10機のキューブサットを一緒に打ち上げた(出典:NASA)
10機のキューブサットを一緒に打ち上げた(出典:NASA)

 以下では、これらキューブサットなどの概要を紹介しよう。ちなみに、キューブサットはSLSの2段目に相当する中間低温推進ステージ(ICPS)とOrionのあいだに設けられた「Orion Stage Adapter(OSA)」に搭載され、順次放出された。

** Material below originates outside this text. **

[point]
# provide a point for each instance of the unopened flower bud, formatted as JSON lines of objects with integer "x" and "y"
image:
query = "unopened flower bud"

Orion Stage Adapterにキューブサットを搭載(出典:NASA)
Orion Stage Adapterにキューブサットを搭載(出典:NASA)

OMOTENASHI
 宇宙航空研究開発機構(JAXA)と東京大学が開発した月着陸実証機で、今回のミッションで月に着陸する唯一の探査機。「Outstanding MOon exploration Technologies demonstrated by NAno Semi-Hard Impactor」という正式名称が示しているように、その目標はそれなりの速度(セミハード)で月面への着陸技術を実証すること

 ロケットからの分離には成功したものの、想定していない回転状態に陥り、太陽電池パドルを太陽に向けられず、運用に必要な電力が得られていない。通信が途絶えた状態になってしまった。現在、姿勢を回復させて通信を復帰させようと取り組んでいる(JAXAOMOTENASHI公式Twitterアカウント)。

EQUULEUS
 JAXAと東京大学の開発したキューブサットで、地球・月のラグランジュ点に向けて航行する軌道制御技術を実証することが主目的。プラズマの発する極端紫外光を観測する「PHOENIX」、月面衝突閃光と小惑星を観測する「DELPHINUS」というプロジェクトも実施する。

 ロケットからの分離に成功し、正常に機能している(JAXAJAXA公式TwitterアカウントEQUULEUS公式Twitterアカウント)。

ArgoMoon
 イタリア宇宙機関(Agenzia Spaziale Italiana:ASI)などの開発したキューブサット。ロケットから分離後、ICPSを撮影し、詳細な解析にその画像を利用する。さらに、高度を上げてから月の撮影も実施する。

 欧州宇宙機関(ESA)によると、通信の確立に成功した。